Evaluation of antioxidative status, by measuring the redox potential of urine, has shown that normal anxiety state values corresponded to low urine redox potentials, whereas higher anxiety states are associated with high urinary redox potential (Grases et al., 2014 ▶). Studies using knockout or over-expression of antioxidant enzymes have found oxidative stress to be directly involved in the pathogenesis of anxiety-like behavior, with the related factors of oxidative stress such as impaired function of different mitochondrial proteins, inflammatory cytokines, and neurotrophic factors also playing important roles in the disorder, suggesting that a therapy specifically aimed at reducing the reactive species production may have a beneficial effect in reducing anxiety (Krolow et al., 2014 ▶).

EPM is commonly used for screening anxiety-modulating drugs. The test is based on the natural tendency of the rodents to avoid open spaces and uses the conflict between exploration and avoidance. Provoked behavior in the EPM has been suggested to include elements of fear, exploration, and approach / avoidance conflict reflecting anxiety and motor activity. Suppression of the tendency of the mice to prefer the closed arms is indicative of anxiolytic activity of the test compound (Michel, 2015 ▶).

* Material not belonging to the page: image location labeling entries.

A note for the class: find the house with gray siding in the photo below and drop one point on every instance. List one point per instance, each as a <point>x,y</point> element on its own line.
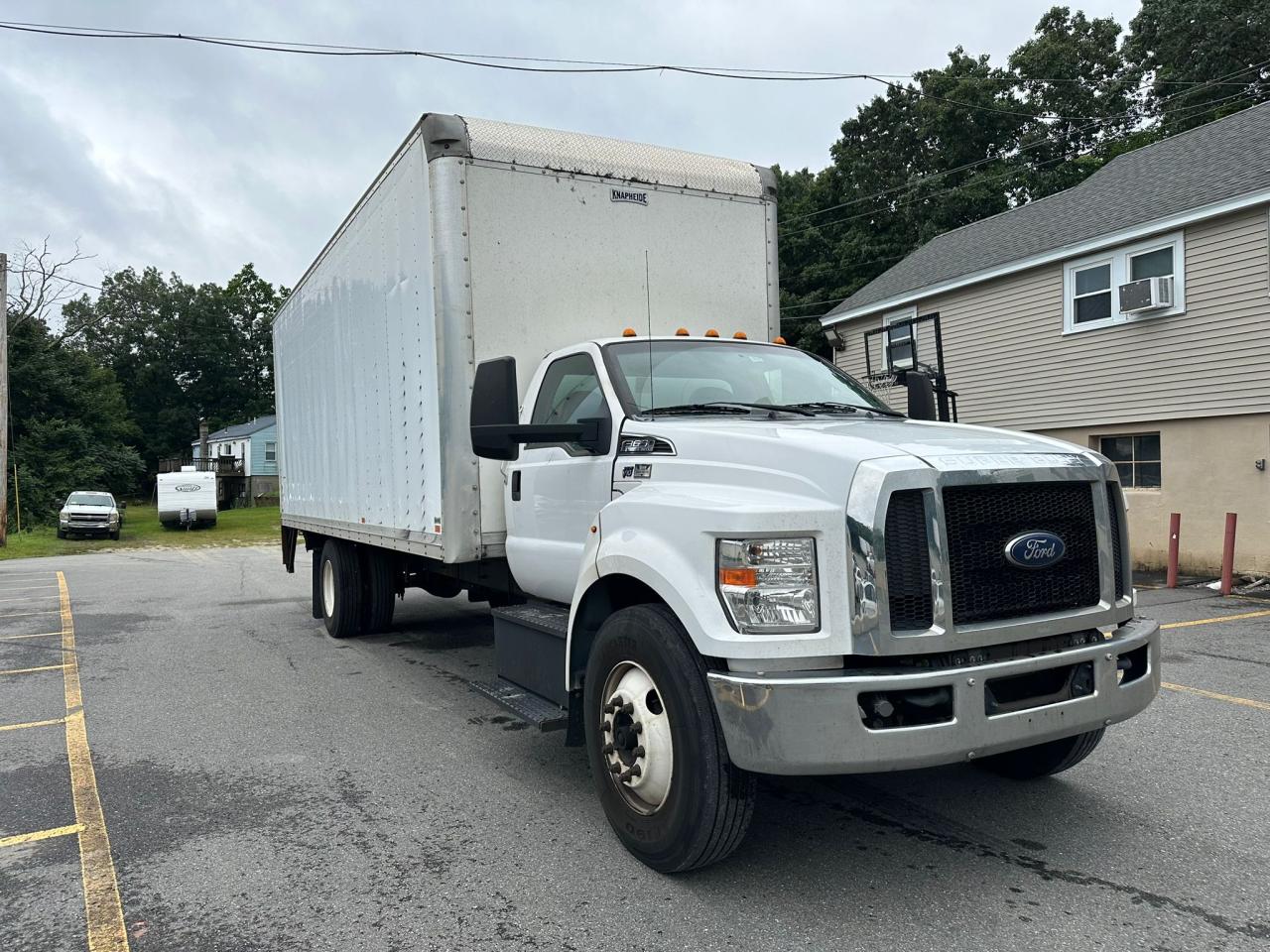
<point>1169,377</point>
<point>250,458</point>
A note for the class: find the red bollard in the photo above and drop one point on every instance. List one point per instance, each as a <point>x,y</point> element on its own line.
<point>1228,553</point>
<point>1175,527</point>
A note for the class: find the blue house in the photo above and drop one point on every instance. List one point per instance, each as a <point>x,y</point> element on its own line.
<point>245,457</point>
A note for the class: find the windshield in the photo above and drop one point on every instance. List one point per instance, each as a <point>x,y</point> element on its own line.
<point>89,499</point>
<point>694,372</point>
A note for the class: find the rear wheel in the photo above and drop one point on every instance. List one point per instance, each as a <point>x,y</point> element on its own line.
<point>656,748</point>
<point>380,593</point>
<point>1043,760</point>
<point>340,580</point>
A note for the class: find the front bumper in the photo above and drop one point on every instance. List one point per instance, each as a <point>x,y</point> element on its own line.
<point>807,724</point>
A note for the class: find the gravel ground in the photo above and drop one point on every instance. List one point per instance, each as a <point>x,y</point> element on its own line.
<point>266,787</point>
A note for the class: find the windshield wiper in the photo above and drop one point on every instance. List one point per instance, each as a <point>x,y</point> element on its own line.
<point>846,408</point>
<point>728,407</point>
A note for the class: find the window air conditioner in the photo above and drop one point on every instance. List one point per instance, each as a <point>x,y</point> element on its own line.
<point>1147,295</point>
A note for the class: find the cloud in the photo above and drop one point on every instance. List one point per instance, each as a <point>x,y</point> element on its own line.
<point>197,159</point>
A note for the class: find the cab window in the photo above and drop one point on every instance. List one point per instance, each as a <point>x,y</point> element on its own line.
<point>571,393</point>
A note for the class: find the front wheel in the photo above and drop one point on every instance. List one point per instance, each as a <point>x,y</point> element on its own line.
<point>1043,760</point>
<point>657,752</point>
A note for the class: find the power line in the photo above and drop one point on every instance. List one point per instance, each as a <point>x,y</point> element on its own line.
<point>911,186</point>
<point>975,164</point>
<point>513,63</point>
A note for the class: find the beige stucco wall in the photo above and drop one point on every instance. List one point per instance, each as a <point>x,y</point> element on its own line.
<point>1207,468</point>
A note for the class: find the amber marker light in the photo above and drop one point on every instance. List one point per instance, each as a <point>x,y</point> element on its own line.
<point>740,578</point>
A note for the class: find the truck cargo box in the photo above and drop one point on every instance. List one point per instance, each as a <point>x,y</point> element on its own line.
<point>484,239</point>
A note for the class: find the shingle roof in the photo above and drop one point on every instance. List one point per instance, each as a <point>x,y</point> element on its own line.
<point>1209,164</point>
<point>241,429</point>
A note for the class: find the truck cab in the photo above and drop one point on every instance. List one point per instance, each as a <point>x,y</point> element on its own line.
<point>856,590</point>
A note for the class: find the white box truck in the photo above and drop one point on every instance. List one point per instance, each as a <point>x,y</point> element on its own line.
<point>187,499</point>
<point>539,367</point>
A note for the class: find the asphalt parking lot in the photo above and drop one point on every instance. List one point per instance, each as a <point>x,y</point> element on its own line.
<point>264,787</point>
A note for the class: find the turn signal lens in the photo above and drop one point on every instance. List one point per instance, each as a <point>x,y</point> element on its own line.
<point>769,585</point>
<point>743,578</point>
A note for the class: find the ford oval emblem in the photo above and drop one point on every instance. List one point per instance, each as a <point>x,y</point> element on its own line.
<point>1035,549</point>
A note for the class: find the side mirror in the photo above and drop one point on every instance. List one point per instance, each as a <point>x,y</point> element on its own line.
<point>921,397</point>
<point>495,430</point>
<point>494,411</point>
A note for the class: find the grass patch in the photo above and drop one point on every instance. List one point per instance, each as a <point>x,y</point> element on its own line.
<point>143,530</point>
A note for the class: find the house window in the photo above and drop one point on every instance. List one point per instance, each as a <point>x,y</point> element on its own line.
<point>1135,457</point>
<point>899,345</point>
<point>1092,295</point>
<point>1091,286</point>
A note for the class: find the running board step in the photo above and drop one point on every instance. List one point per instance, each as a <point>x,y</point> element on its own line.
<point>530,707</point>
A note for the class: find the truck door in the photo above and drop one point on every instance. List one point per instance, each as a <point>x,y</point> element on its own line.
<point>556,490</point>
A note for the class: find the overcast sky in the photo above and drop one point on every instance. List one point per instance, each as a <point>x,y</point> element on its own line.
<point>198,159</point>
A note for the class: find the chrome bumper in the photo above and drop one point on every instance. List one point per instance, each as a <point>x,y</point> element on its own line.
<point>793,724</point>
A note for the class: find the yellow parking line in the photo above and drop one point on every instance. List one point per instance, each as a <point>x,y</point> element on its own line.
<point>32,724</point>
<point>1211,621</point>
<point>102,904</point>
<point>1214,696</point>
<point>32,670</point>
<point>39,835</point>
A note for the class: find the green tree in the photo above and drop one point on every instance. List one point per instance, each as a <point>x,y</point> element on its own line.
<point>1072,73</point>
<point>1203,59</point>
<point>181,352</point>
<point>71,426</point>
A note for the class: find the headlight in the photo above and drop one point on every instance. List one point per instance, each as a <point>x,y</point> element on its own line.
<point>769,585</point>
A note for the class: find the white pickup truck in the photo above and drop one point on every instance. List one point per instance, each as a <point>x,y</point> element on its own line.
<point>708,556</point>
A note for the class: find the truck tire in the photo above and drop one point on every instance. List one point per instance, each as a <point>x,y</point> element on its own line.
<point>379,595</point>
<point>1043,760</point>
<point>657,752</point>
<point>341,589</point>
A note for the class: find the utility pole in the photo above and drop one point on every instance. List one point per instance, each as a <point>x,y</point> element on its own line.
<point>4,399</point>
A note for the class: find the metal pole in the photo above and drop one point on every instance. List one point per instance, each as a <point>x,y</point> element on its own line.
<point>1228,553</point>
<point>4,399</point>
<point>1175,527</point>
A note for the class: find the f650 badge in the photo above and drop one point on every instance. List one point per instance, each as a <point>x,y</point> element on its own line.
<point>1035,549</point>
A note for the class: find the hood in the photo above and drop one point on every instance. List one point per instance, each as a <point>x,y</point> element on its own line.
<point>817,456</point>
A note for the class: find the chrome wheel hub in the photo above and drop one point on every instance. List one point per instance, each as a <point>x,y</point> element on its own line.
<point>635,737</point>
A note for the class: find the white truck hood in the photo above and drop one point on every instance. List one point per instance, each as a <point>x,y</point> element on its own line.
<point>818,456</point>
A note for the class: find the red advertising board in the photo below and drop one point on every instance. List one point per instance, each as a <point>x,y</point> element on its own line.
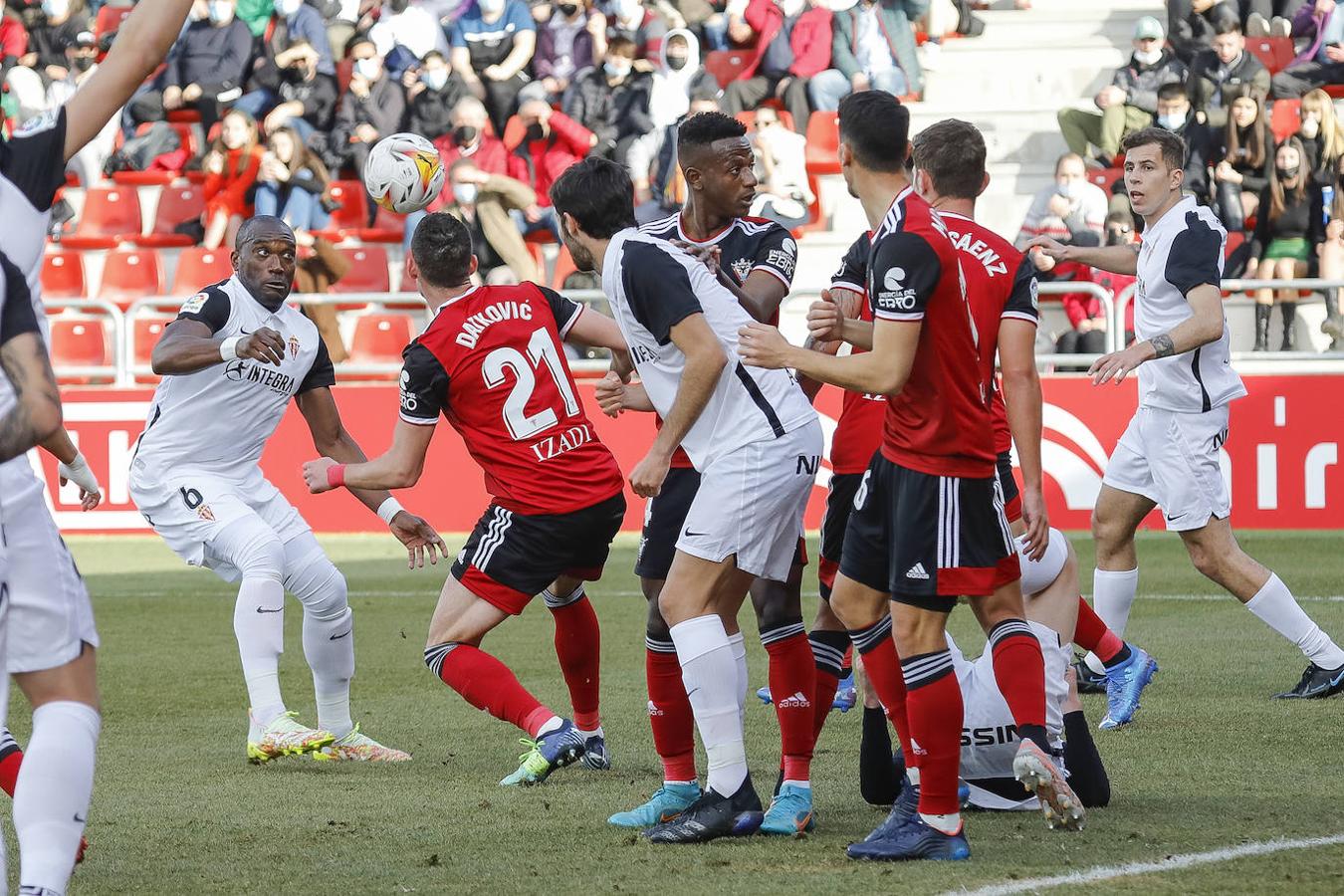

This study was undertaken to evaluate the potential of MSSE as an anxiolytic compound considering its already reported antioxidant activity. The results of the study suggest significant anxiolytic activity for MSSE as compared to the control group at the dose range of 50-100 mg/kg. As expected, diazepam, a benzodiazepine drug, produced significant anxiolytic effect as compared to the control group, consistent with the results of numerous earlier studies, which have established diazepam’s anxiolytic effects in various screening procedures, including the EPM method (Hajhashemi et al., 2010 ▶). MSSE also significantly decreased the spontaneous motor activity, assessed by the actophotometer, which was comparable to the effect of diazepam. Though the effects on locomotor activity were comparable to the effects of diazepam, the anxiolytic effect assessed by EPM was significantly less than that of diazepam. It is not possible to draw inference from these results to the mechanistic resemblance of MSSE with benzodiazepines.

This was a preliminary exploratory study, carried out to evaluate the anxiolytic potential of MSSE, based on the background of previous studies showing its antioxidant properties. The antioxidant activity may have played a role in the significant anxiolytic effects produced by MSSE in the present study but there could be other independent or interlinked mechanisms involved which need to be further elucidated in future studies.

Results from this experimental study show the presence of a significant dose-dependent anxiolytic activity for MSSE, suggesting it to be a potential natural compound for treatment of anxiety disorders. However, further studies are required to identify the active constituents of the extract and ascertain its effectiveness and mechanism of action in anxiety.